Chaque année, des milliers de retraités disposant d’une faible pension passent à côté d’un droit qui pourrait pourtant améliorer leur quotidien. L’ASPA 2026, plus connue sous le nom de minimum vieillesse, garantit un revenu plancher aux personnes âgées les plus modestes. Revalorisée au 1er janvier, elle atteint désormais un nouveau montant. Voici, sans jargon, ce qui change concrètement, qui peut y prétendre et comment éviter les fausses idées qui freinent trop de demandes.
Ce que rapporte l’ASPA en 2026
L’Allocation de solidarité aux personnes âgées a été revalorisée de 0,9 % au 1er janvier 2026, dans le sillage de l’inflation ralentie. Concrètement, le montant maximal s’établit à :
- 1 043,59 € brut par mois pour une personne seule, soit 12 523,14 € sur l’année ;
- 1 620,18 € brut par mois pour un couple (marié, pacsé ou en concubinage), soit 19 442,21 € par an.
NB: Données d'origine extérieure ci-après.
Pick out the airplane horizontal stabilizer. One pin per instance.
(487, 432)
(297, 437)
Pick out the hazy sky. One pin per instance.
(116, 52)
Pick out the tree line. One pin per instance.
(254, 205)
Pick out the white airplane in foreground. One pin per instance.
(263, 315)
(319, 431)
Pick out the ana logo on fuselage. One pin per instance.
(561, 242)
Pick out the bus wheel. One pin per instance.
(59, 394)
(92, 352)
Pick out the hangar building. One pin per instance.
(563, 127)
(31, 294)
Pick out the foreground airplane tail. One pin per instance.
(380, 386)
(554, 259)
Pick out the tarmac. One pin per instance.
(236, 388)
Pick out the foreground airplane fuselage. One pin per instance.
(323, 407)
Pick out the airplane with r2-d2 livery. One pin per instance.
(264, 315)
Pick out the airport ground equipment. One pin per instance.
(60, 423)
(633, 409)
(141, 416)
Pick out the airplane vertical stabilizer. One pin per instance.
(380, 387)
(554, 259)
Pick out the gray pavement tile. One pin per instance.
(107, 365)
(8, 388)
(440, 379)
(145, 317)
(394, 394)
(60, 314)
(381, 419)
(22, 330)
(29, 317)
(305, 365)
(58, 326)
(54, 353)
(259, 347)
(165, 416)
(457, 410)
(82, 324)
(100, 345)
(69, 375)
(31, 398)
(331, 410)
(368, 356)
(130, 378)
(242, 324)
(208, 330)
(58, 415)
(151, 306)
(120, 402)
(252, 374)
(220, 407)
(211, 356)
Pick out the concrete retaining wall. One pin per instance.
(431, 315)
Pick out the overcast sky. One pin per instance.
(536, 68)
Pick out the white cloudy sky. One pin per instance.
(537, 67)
Point essentiel souvent mal compris : il s’agit d’une allocation différentielle. Elle ne s’ajoute pas à vos revenus, elle les complète jusqu’au plafond garanti. Autrement dit, si vos pensions atteignent déjà 800 € par mois, l’ASPA vient combler la différence pour vous porter au niveau du minimum, et non verser 1 043 € supplémentaires.
Qui peut en bénéficier
Trois conditions principales encadrent l’accès à cette aide. La première est l’âge : il faut avoir 65 ans au minimum. Ce seuil peut toutefois être abaissé à 62 ans en cas d’inaptitude au travail médicalement reconnue, ou pour les titulaires de l’allocation aux adultes handicapés (AAH).
La deuxième condition tient aux ressources : l’ensemble de vos revenus, toutes pensions confondues, ne doit pas dépasser les plafonds indiqués plus haut. La troisième est la résidence : il faut résider en France de façon stable et régulière. Ces règles rejoignent d’autres dispositifs de soutien détaillés dans notre rubrique Vie Pratique & Société.
Comment faire la demande, étape par étape
La démarche est plus simple qu’on ne le croit. L’ASPA n’est jamais versée automatiquement : il faut la solliciter. Voici la marche à suivre :
- Adressez-vous à l’organisme qui verse déjà votre retraite (Carsat, MSA ou autre caisse) ;
- Remplissez le formulaire dédié, accompagné d’une déclaration de ressources ;
- Joignez vos justificatifs d’identité et de résidence ;
- Si vous ne percevez aucune pension, la demande se dépose auprès de votre mairie ou du service compétent.
Anticiper cette gestion budgétaire va souvent de pair avec un suivi attentif de ses comptes, un sujet abordé dans notre section Banque, Finance & Crédit.
La récupération sur succession : démêler le vrai du faux
C’est l’idée reçue qui bloque le plus de dossiers : la peur que l’aide soit « reprise sur l’héritage ». La réalité mérite d’être nuancée. En 2026, cette récupération n’intervient que si l’actif net de la succession dépasse 108 586,14 € en métropole. En dessous de ce seuil, rien n’est réclamé aux héritiers.
De plus, la récupération est plafonnée à 8 463,42 € par an d’ASPA perçue pour une personne seule (11 322,77 € pour un couple), et elle est reportée tant que le conjoint survivant reste en vie, ou qu’un héritier à charge âgé de 65 ans et plus vivait au foyer. Pour beaucoup de ménages modestes, la crainte est donc largement disproportionnée. Ces questions patrimoniales recoupent aussi les enjeux de couverture évoqués dans Assurance & Mutuelle Santé.
Questions fréquentes
L’ASPA est-elle imposable ?
Non. L’Allocation de solidarité aux personnes âgées n’est pas soumise à l’impôt sur le revenu et n’a pas à être déclarée comme revenu imposable.
Peut-on cumuler l’ASPA avec un petit travail ?
Les revenus d’activité sont partiellement pris en compte dans le calcul des ressources. Un cumul reste possible, mais tout dépassement du plafond réduit d’autant le montant versé, puisque l’aide est différentielle.
Que se passe-t-il si mes ressources changent en cours d’année ?
Vous devez signaler tout changement de situation à votre caisse. Le montant de l’ASPA est alors recalculé en fonction de vos nouvelles ressources, à la hausse comme à la baisse.